The workforce at Lockheed Martin's facility has roughly doubled over the past five years; there were 1,047 employees at the Camden facility at the end of 2022, up from 594 employees in 2018; 655 employees in 2019; 829 employees in 2020; and 974 employees in 2021.
Lockheed Martin's workforce is set to eventually exceed 1,200; the company anticipates adding an additional 200 employees over the next five years, Lockheed Martin told the Arkansas Democrat-Gazette in February.
The U.S. Department of Defense has approved contracts with defense companies in the last year and a half, the department has said, to strengthen the supply chain for weapon production and bolster the nation's stockpile of weapons.

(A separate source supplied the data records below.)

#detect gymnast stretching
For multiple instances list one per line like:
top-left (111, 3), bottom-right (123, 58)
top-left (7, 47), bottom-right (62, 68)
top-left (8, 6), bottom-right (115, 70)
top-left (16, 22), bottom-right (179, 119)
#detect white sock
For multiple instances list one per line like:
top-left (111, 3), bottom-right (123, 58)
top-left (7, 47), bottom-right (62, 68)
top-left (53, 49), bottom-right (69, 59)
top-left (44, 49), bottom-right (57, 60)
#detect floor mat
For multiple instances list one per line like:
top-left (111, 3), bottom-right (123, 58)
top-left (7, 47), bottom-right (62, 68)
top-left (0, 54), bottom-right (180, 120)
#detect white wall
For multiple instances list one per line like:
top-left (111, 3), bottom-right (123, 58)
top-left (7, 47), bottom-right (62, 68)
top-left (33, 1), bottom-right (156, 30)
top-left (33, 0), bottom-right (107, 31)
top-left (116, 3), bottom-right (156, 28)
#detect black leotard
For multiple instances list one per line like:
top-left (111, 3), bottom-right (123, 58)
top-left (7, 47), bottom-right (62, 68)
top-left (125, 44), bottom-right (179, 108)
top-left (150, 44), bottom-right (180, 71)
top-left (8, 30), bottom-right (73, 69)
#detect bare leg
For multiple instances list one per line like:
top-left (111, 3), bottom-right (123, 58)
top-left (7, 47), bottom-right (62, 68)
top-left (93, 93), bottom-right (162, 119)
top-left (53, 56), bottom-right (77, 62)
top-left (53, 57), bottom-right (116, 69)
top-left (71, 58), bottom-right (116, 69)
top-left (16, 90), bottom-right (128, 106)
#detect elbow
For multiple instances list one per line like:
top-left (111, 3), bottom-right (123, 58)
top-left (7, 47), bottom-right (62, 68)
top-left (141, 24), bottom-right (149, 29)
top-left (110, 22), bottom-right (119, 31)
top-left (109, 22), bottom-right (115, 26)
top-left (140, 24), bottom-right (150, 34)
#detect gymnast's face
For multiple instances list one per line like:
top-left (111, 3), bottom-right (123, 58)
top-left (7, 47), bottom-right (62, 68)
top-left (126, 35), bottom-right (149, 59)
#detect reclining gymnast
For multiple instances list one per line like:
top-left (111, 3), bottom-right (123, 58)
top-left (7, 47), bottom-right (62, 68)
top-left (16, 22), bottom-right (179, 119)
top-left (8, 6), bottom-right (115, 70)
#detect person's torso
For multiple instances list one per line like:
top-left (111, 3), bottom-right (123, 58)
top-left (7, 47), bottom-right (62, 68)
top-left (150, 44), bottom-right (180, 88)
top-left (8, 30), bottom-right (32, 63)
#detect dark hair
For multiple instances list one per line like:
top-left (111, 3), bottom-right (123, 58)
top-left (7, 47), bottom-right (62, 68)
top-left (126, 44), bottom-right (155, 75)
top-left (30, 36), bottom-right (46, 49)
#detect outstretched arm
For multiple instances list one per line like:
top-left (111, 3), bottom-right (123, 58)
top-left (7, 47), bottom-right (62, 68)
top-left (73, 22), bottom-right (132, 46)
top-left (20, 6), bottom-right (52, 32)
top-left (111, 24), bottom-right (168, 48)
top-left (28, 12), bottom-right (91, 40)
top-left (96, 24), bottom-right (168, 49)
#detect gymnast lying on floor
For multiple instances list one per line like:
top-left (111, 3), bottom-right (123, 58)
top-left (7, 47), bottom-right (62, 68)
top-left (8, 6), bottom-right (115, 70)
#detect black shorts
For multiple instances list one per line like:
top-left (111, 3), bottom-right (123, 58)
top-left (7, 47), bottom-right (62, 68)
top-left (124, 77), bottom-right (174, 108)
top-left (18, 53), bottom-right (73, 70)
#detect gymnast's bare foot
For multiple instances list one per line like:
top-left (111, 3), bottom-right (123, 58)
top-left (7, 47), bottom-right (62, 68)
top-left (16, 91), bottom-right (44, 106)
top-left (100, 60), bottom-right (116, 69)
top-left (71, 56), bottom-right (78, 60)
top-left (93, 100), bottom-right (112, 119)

In April, the Defense Department announced a $215.6 million contract with Aerojet to 'expand and modernize' company facilities in Camden; Huntsville, Ala.; and Orange County, Va., essentially to streamline the manufacturing process, a Department of Defense news release said. The facilities produce rocket propulsion systems for missiles and for missile defense interceptors, as well as space launch vehicles and satellites for civil and commercial use.
In addition to modernizing the manufacturing processes, funding from the Additional Ukraine Supplemental Appropriations Act of 2022 will go to consolidation of production lines; new equipment; building systems to process data; and increasing the production rate of the anti-tank Javelin missile, anti-aircraft Stingers and Guided Multiple Launch Rocket Systems.
"The U.S. has provided Javelins, Stingers, and GMLRS rockets to the Ukrainian government, and the modernization of [Aerojet Rocketdyne] facilities will benefit DoD as it replenishes its ammunition supplies," the company said.
In December, Aerojet Rocketdyne Holdings Inc. signed a definitive agreement to be acquired by L3Harris Technologies, with the $4.7 billion deal expected to close this year.
That deal came to fruition 10 months after the $4.4 billion sale of Aerojet Rocketdyne to Lockheed Martin fell through after antitrust regulators sued to block it, arguing the acquisition would have critically disadvantaged Lockheed Martin's rivals, Reuters reported in December.